With her background in IT, she joined PATH, first overseeing its IT operations worldwide before taking the office where the buck stops.

"Leadership is about being a better listener every day, your values, leading authentically, and the relationships that you build—and this translates to grand things."

“I don’t have a background in public health, but people call me Dr Njuguna because I work with the MOH (Ministry of Health) frequently. PATH has taught me we limit ourselves and impose barriers, self-sabotaging, and are not willing to stretch ourselves. Especially as women,” she says of the lessons she has learned from leadership.

She is a mother, a wife, a daughter, a friend, and a mentor to women. She is championing WIRED—Women Inspired Resilient Engaged and Disrupting—creating a network that sends the elevator down. Someone held the door for her, so she is breaking it down. Why hold the door when you can remove it?
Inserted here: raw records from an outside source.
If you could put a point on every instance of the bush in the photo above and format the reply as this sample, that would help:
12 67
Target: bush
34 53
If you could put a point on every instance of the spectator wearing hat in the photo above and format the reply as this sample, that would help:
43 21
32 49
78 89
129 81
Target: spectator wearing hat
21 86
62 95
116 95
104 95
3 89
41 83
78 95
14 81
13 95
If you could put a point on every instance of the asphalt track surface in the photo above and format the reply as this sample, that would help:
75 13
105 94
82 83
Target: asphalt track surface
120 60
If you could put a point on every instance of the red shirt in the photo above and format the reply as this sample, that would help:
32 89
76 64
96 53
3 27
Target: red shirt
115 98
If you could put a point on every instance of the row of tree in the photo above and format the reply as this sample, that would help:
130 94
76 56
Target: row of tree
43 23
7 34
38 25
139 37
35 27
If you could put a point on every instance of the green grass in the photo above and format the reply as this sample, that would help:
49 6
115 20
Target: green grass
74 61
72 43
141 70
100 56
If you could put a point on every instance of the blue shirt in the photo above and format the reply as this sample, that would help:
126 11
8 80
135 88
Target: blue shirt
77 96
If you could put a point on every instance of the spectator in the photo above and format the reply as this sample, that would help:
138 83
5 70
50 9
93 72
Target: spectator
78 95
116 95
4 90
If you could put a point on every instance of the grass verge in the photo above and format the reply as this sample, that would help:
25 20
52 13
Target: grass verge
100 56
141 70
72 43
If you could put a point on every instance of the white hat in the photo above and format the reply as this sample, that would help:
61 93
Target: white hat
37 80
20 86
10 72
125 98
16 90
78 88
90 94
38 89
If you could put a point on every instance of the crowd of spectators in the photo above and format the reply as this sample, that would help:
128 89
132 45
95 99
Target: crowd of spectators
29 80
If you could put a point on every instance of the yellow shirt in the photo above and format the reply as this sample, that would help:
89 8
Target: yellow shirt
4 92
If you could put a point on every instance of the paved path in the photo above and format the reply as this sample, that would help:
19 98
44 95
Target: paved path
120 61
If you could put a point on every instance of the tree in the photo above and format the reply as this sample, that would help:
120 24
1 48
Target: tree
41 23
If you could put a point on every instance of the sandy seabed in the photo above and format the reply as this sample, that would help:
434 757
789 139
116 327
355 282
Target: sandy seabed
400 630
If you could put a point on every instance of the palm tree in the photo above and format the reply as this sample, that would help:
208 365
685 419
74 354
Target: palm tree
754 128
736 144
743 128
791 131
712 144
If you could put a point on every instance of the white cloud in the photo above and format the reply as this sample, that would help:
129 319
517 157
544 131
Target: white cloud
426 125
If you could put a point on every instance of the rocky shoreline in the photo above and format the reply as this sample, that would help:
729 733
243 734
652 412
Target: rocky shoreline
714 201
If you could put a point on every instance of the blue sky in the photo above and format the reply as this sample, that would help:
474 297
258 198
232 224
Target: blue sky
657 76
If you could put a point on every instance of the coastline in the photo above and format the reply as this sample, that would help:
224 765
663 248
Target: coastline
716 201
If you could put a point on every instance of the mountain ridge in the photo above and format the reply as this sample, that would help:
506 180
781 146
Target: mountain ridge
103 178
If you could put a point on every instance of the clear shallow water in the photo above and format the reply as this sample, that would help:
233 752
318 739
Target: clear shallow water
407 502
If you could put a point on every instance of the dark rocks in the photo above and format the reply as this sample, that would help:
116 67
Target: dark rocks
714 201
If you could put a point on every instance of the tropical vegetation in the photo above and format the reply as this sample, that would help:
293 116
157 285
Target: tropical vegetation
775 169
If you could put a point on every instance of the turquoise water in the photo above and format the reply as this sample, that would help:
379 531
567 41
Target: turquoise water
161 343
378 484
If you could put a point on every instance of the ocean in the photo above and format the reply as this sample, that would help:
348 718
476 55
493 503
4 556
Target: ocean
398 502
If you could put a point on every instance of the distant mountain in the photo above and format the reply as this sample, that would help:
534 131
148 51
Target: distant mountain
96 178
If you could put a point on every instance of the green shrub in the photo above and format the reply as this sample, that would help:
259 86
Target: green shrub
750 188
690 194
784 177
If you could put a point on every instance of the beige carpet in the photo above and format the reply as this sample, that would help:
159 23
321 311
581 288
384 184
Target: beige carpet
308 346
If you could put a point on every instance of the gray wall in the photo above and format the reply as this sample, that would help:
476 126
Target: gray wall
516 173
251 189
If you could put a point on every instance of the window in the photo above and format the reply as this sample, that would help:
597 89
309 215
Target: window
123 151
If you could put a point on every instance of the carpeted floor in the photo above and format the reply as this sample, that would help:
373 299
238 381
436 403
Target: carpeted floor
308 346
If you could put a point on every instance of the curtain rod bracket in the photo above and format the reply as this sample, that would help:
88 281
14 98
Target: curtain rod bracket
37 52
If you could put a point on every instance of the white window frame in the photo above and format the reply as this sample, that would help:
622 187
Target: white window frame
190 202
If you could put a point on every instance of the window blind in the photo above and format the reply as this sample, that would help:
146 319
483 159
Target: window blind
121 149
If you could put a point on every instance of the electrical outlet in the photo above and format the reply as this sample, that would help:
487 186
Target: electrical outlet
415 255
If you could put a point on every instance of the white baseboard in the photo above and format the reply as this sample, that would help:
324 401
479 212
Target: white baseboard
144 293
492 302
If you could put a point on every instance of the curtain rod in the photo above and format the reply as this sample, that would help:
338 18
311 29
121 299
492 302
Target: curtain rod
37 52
This is important because there are certain bits of advice women should ignore, she counsels. For instance, she says, that for you to be considered successful, you have to be successful across all aspects of life: thriving career, personal relationships, et al. But life is about seasons and we should not limit success and look at it linearly.

“You could be in a thriving career and your personal life is struggling, does that mean you are unsuccessful? No. It is about redefining success and looking at it holistically. For women, one has to tick all the boxes—career, present for the family, thriving relationships—to be deemed successful,” she says.

Which is very unfair.

She says what success meant in her 20s is different now.

“Now I am looking for meaningful change. Is there an impact? What is the social good in it?” It is this same drive that steered her to be at the “vanguard of strategic engagement and relationships with the MOH”—her words. “To make the work we do sustainable, we want the government to take ownership. For instance, when we set up the first human milk bank in East and Central Africa at Pumwani Hospital, the project ended but till today it remains operational and led by the government.”

Can one have it all? “There are seasons when I have failed in being a present parent but I have learned boundaries, and accepted, help—we women leaders want to be the hero in everything. I am a more intentional parent now. Over the weekends, my children are my handbags,” she says.

Her life is that of a woman following her path, listening to the inner child within, who constantly whispers, “Master courage,” she says.